All Bark, No Bite

Independent/Courtesy SOFO

During my three years as a wildlife rehabilitator, my favorite animal I have worked with is the Virginia opossum (Didelphis Virginia). The Virginia opossum, sometimes called the common opossum, is a nocturnal animal that is usually considered a pest by many people. I hope by the end of this article, you start to see opossums for what they really are — misunderstood creatures that are crucial to the health and well-being of our ecosystem.

There are more than 60 different species of opossum, with the Virginia Opossum being the only one found in North America. As one of Earth’s oldest surviving mammals, they have been around for at least 70 million years, roaming the earth’s surface along with the likes of tyrannosaurus and triceratops.

Similar to the kangaroo and the koala, the opossum is a marsupial — in fact the only marsupial found in North America — meaning that the mother has a pouch for her babies. Females give birth to underdeveloped young as tiny as bumble bees. The babies immediately climb up the mother’s fur to find their way into her pouch. Inside the pouch are 13 teats, where the babies will latch onto and suckle for almost two months. After that time, the babies will get a piggy-back ride by holding on to mom’s back fur for about an additional month. Opossums have a very short life span, typically surviving only up to two years.
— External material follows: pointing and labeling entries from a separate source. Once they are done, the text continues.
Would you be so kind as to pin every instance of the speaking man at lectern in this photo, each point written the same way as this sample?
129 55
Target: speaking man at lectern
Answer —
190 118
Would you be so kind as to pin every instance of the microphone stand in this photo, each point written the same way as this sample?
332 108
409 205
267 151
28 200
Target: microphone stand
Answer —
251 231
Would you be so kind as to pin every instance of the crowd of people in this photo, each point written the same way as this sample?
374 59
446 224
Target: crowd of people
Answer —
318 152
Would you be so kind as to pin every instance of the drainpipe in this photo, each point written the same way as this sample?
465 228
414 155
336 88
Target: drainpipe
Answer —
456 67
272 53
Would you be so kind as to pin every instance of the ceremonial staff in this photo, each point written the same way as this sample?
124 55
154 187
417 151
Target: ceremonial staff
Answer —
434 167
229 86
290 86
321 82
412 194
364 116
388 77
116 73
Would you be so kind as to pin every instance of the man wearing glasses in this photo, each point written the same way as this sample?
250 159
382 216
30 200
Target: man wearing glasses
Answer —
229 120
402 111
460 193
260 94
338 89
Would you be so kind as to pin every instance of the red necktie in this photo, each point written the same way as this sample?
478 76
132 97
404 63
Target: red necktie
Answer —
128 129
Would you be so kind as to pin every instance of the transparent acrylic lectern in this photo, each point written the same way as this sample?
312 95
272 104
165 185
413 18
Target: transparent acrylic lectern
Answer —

As nocturnal hunters, opossums use a very keen sense of smell to locate their food. They are omnivorous, and will eat just about anything, including berries, insects, and worms — sometimes even garbage and carrion. Because so much carrion is roadkill, opossums are often killed by cars while looking for food on roadways. Although the latter two meal options seem rather unpleasant to us, the Virginia Opossum plays a very important role by helping maintain a clean and healthy environment. They are known as “Nature’s Little Sanitation Engineers.”

In general, opossums present a far lower health risk to humans than dogs and cats. They have a naturally high level of immunity to diseases. They are more resistant to rabies than any other mammal, perhaps because they have a much lower body temperature when compared to other warm-blooded animals. They even eat ticks, which is definitely helpful here on Long Island.
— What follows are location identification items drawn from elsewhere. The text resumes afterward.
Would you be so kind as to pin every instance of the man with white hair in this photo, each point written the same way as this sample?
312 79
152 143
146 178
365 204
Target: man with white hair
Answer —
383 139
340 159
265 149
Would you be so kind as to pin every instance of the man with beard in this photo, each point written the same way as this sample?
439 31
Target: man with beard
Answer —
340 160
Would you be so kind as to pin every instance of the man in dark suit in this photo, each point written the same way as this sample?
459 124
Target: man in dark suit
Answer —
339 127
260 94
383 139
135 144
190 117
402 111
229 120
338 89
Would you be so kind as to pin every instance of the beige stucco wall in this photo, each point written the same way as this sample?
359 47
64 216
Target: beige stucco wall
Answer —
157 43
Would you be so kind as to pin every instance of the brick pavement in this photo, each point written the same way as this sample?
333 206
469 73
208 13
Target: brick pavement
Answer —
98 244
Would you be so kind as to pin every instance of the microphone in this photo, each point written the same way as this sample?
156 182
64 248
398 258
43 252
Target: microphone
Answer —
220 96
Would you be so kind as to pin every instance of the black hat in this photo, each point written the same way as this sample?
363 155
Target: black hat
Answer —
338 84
The reason many people are concerned with disease in regard to opossums has to do with a very unique reaction to threats. When threatened, opossums will first show their teeth and hiss, but they are all bark, no bite. If that tactic doesn’t scare off the opossum’s foe, they will then exhibit behaviors like running, growling, belching, urinating, and even defecating.

Have you ever heard the term “play ‘possum”? If none of these other disturbing methods work, an opossum with roll over and play dead. They essentially enter a comatose state that can last between 45 minutes to up to four hours. Stiff, and in a curled form, the opossum could be moved, touched, or even carried without reacting. This behavior sometimes works, because predators will more than likely not want to eat an animal that looks dead and possibly infected with a disease.
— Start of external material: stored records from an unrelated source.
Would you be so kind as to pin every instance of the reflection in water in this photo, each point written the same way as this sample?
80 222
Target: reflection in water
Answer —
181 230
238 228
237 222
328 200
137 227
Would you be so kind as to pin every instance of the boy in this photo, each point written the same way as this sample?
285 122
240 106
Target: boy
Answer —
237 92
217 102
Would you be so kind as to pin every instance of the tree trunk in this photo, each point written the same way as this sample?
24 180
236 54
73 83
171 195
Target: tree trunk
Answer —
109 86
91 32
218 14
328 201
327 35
As homes continue to be built along the East End, opossums are faced with a challenge that impacts their survival. Deforestation and habitat loss have led to opossums becoming increasingly common in urban and suburban areas. Since opossums need forested habitats to survive, if we continue the trend of cutting down trees to build homes, we will need to learn to respect and coexist with creatures like the opossum.

These qualities previously mentioned are just the tip of the iceberg of what makes the Virginia opossum unique. I hope the next time you see an opossum crossing the street at night you feel a sense of excitement instead of fear, and feel lucky to witness one of nature’s creatures at work.

Xylia Serafy graduated with a BA in Spanish and Environmental Studies from Ursinus College in 2015. She has worked as an environmental educator at the South Fork Natural History Museum for four years, and is a NYS Licensed Wildlife Rehabilitator who, for the past two years, has volunteered each week at the Evelyn Alexander Wildlife Rescue Center.